Who, then, is to see that the technicalities thus insisted upon in the enforcement of the law as it reads are duly and truly observed? Surely not the alien! His care of his own interests is, in the nature of the case, ill-informed, and under the existing conditions, improved as they are in comparison with those prevailing in former times, he is at the mercy not only of the sometimes careless, begrudging, or perhaps well-intending, but better-informed clerk of the court, but of many kinds of extra-legal assistants who, whether with good or with sordid motives, undertake to give, or maybe to sell, advice or instruction—to say nothing of pretended “influence” which, anywhere up to seven years later, when the mischief cannot be remedied, may turn out to have been worse than worthless.

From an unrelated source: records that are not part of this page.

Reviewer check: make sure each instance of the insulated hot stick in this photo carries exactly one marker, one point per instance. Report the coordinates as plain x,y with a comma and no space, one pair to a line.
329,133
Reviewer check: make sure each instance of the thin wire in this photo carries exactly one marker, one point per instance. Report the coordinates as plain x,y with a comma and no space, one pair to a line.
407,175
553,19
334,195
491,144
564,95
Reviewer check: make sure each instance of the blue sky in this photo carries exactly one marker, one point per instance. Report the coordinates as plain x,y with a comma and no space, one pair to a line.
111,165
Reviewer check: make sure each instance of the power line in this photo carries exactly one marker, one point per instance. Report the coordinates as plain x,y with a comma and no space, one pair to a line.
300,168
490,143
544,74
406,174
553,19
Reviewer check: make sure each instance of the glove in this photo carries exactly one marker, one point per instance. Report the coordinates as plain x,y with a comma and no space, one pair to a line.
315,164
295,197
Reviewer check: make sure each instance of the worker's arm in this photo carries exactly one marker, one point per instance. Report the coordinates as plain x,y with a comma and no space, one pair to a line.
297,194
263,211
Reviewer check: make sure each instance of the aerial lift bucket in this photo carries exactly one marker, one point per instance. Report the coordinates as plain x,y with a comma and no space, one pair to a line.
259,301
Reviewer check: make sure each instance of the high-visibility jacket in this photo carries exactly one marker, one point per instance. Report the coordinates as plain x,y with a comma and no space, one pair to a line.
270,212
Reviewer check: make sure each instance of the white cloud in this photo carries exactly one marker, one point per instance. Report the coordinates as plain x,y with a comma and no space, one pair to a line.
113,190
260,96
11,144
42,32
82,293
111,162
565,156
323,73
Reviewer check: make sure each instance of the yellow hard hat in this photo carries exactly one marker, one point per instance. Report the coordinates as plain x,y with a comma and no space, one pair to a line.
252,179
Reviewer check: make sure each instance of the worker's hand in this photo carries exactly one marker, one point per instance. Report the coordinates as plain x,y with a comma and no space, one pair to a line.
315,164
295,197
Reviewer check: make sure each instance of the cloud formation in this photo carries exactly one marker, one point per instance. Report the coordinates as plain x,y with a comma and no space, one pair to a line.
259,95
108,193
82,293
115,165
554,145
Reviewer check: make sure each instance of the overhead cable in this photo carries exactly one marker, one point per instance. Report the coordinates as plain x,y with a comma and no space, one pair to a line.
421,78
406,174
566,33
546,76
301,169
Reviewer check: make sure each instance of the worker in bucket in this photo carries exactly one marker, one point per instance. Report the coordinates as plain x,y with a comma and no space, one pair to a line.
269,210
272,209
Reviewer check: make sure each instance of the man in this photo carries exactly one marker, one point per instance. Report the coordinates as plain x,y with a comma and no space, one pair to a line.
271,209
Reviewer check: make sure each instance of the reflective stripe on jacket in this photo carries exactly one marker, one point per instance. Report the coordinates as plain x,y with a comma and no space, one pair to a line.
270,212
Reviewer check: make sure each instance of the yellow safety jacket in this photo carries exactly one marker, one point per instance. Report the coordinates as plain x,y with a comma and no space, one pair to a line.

Of vital importance and significance, far beyond what would be gleaned from a superficial reading of the words, becomes in this connection what the Commissioner of Naturalization said in his annual report of July 1, 1912:
The great bulk of the work of the Division [now the Bureau of Naturalization] consists of the examination of the naturalization papers filed in or issued out of the courts. It has never been possible, with the clerical aid supplied, to keep abreast of this work. Concluding the first year with a large number of papers not examined, that condition has grown more and more serious.... At the present time it must be stated that no examination of declarations of intention has been made since October, 1910, and not more than 30,000 certificates have even been examined. Correction of errors in the latter papers, [final] certificates of naturalization, are perhaps less necessary, but the declarations are used as the basis of petitions for naturalization, and defects in them may result in the denial of such petitions and a further delay of two years to the applicants for citizenship. Beginning with October, 1912, declarations which have not been examined will mature, and these aggregate 298,000 in number.[73]

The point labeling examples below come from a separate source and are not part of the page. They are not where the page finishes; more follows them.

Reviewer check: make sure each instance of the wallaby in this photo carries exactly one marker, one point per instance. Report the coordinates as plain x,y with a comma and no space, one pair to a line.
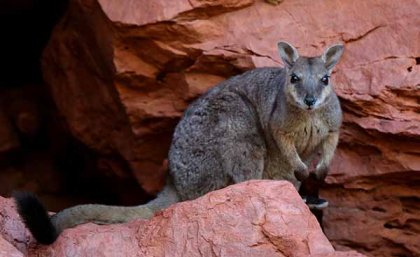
268,123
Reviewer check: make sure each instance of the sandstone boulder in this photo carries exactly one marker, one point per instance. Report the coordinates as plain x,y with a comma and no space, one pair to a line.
256,218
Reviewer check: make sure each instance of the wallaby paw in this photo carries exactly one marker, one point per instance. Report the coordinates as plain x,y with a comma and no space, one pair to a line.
321,173
301,173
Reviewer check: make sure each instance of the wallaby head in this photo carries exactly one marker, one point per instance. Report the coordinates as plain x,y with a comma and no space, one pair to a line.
308,84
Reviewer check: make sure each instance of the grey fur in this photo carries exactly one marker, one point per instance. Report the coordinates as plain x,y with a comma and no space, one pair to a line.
251,126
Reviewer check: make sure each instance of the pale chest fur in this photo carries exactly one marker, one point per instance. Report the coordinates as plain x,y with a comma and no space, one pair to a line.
308,134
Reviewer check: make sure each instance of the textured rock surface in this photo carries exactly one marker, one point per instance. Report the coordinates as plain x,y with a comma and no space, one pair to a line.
258,218
122,72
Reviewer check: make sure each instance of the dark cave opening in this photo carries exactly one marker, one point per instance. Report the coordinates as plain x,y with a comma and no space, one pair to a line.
37,152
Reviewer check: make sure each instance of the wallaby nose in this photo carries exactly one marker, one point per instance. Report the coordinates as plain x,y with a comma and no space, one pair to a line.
309,100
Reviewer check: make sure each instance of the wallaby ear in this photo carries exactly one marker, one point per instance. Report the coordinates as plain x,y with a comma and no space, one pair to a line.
288,53
332,55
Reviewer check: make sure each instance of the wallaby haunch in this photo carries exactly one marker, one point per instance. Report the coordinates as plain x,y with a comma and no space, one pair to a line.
268,123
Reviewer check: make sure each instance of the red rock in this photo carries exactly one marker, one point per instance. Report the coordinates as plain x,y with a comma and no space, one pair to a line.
6,249
257,218
8,137
12,231
122,72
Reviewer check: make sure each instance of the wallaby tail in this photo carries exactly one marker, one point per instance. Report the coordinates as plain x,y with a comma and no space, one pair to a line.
46,229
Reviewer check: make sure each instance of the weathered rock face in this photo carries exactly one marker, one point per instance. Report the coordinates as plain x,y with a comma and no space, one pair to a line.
257,218
122,72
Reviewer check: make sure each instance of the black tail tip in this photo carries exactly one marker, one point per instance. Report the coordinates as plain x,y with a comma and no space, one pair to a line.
36,217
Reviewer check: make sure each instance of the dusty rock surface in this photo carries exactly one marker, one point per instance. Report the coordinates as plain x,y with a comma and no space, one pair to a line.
257,218
122,72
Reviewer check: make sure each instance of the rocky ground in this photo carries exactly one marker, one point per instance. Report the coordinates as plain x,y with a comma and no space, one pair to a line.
258,218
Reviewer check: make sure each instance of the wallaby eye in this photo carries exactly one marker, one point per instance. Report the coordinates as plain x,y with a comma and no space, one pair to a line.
294,79
325,80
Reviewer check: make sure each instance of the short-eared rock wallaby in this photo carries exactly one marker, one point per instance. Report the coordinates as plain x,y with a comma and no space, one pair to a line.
268,123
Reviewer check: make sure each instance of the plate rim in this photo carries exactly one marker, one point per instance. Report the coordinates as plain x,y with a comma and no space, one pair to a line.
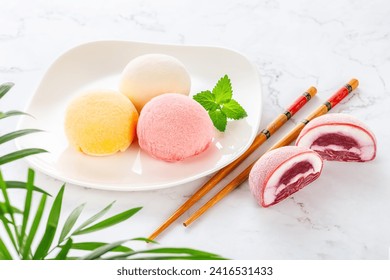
107,187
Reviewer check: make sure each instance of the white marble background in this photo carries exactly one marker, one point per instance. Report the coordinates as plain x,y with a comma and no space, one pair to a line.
294,44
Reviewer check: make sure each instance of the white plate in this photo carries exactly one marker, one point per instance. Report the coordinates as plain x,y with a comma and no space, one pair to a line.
99,65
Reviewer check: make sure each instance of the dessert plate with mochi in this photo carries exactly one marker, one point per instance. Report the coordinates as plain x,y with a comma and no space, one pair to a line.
119,115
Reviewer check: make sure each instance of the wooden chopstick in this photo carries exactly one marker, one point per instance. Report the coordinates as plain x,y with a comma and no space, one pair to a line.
260,139
286,140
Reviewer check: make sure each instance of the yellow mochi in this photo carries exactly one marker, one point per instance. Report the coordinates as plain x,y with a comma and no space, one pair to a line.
101,123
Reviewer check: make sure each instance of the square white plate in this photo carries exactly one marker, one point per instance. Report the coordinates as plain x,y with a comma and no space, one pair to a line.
99,65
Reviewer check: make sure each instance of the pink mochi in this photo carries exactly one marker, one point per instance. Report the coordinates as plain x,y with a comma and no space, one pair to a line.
339,137
173,127
281,172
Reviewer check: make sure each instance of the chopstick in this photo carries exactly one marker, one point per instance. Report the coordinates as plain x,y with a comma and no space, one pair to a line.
286,140
260,139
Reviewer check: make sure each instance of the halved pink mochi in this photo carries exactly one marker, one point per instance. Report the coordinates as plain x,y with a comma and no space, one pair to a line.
282,172
339,137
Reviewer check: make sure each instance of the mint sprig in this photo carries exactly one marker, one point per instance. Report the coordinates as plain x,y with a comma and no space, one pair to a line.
220,105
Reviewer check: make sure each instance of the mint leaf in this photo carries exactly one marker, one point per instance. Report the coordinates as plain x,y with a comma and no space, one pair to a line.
219,119
207,100
233,110
219,103
223,90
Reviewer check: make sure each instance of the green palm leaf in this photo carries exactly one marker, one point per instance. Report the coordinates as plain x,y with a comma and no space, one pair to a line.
4,88
90,246
4,115
95,217
16,134
51,227
109,222
63,254
23,185
70,222
20,154
34,228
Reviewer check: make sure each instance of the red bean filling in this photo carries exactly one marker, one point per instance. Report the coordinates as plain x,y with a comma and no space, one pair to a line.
297,168
341,141
336,139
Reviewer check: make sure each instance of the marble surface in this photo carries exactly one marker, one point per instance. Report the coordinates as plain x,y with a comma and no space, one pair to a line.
294,44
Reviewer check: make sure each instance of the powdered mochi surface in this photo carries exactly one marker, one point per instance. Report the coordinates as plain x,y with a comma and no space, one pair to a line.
173,127
101,122
150,75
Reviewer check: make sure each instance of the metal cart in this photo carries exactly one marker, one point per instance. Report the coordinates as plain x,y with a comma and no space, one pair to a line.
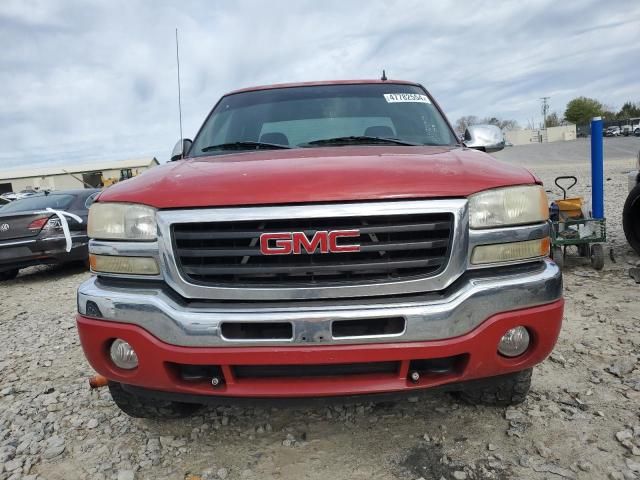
576,230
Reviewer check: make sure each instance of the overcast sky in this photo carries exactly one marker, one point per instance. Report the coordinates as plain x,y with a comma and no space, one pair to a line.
83,81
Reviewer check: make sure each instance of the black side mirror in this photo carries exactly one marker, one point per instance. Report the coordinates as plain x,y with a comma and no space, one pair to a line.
181,149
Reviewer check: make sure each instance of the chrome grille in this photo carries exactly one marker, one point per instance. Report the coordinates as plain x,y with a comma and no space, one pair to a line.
392,247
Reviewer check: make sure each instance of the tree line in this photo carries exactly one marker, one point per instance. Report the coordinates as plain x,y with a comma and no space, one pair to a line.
580,111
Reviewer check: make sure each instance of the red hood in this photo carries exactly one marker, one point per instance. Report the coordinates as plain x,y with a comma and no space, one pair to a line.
336,174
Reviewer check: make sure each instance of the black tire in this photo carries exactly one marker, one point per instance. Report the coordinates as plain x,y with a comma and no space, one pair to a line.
502,391
597,256
9,274
143,407
557,253
631,218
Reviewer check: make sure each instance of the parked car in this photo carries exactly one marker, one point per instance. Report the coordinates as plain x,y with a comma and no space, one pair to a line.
631,210
612,131
321,239
31,235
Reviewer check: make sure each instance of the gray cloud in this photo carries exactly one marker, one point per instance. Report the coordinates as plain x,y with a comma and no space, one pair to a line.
90,80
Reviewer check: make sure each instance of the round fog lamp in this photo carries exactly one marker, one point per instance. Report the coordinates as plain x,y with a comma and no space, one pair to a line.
515,342
123,354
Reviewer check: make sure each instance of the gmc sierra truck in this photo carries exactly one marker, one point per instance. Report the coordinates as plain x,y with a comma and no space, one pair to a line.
316,240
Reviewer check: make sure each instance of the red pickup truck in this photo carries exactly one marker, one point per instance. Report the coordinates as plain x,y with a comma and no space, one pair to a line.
326,239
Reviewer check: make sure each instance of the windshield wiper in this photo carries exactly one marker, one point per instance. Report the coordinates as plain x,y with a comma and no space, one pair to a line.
244,145
358,140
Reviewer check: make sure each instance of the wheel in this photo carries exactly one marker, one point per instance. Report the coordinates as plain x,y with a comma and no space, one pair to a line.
631,218
502,391
597,256
558,256
143,407
583,250
9,274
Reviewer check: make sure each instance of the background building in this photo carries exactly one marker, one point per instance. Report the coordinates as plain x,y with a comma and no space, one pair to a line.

That the Bureau of Naturalization is aware of the desperate importance of this matter to the aliens appears not only in so many words in the Commissioner’s own utterances, but in legislation proposed by the Bureau which would tend to remedy it. In the same report (1912), after describing the strenuous efforts of the clerical force to catch up in particular cases with the dates of final hearings, Commissioner Campbell said:
To any easy assumption that errors in a declaration may be corrected at the hearing of the petition, the answer is plain—that no change can be made if the declaration was filed, as it frequently is, in a court other than that in which such hearing is held. It has also been decided judicially that a declaration, complete in every respect, cannot be changed because of even conceded error in its averments. It is therefore important that the discovery by prompt administrative examination, of a defect, either in the way of omission or error, be brought to the attention of a declarant and the clerk of the court in which his declaration is filed, so that either the paper may be corrected or the declarant may file a new declaration, and thus save time, expense, and ultimate disappointment.
All of which has the color of mockery in the light of the fact that at the date of that report there lay in the files of the Bureau nearly three hundred thousand unexamined declarations, all of which would mature within the ensuing three months!
The legislative proposals to remedy conditions so far as inadvertent errors in the declaration are concerned, include, for instance, a proposed amendment[74] to Section 4 of the Naturalization Law, providing that
... any averment required to be made in the declaration of intention that may be shown to have been made erroneously, but with no intention to violate or evade the requirements of the naturalization law, may be corrected by order of the court in which the declaration was filed, or by the court in which it is presented as a basis for a petition for naturalization.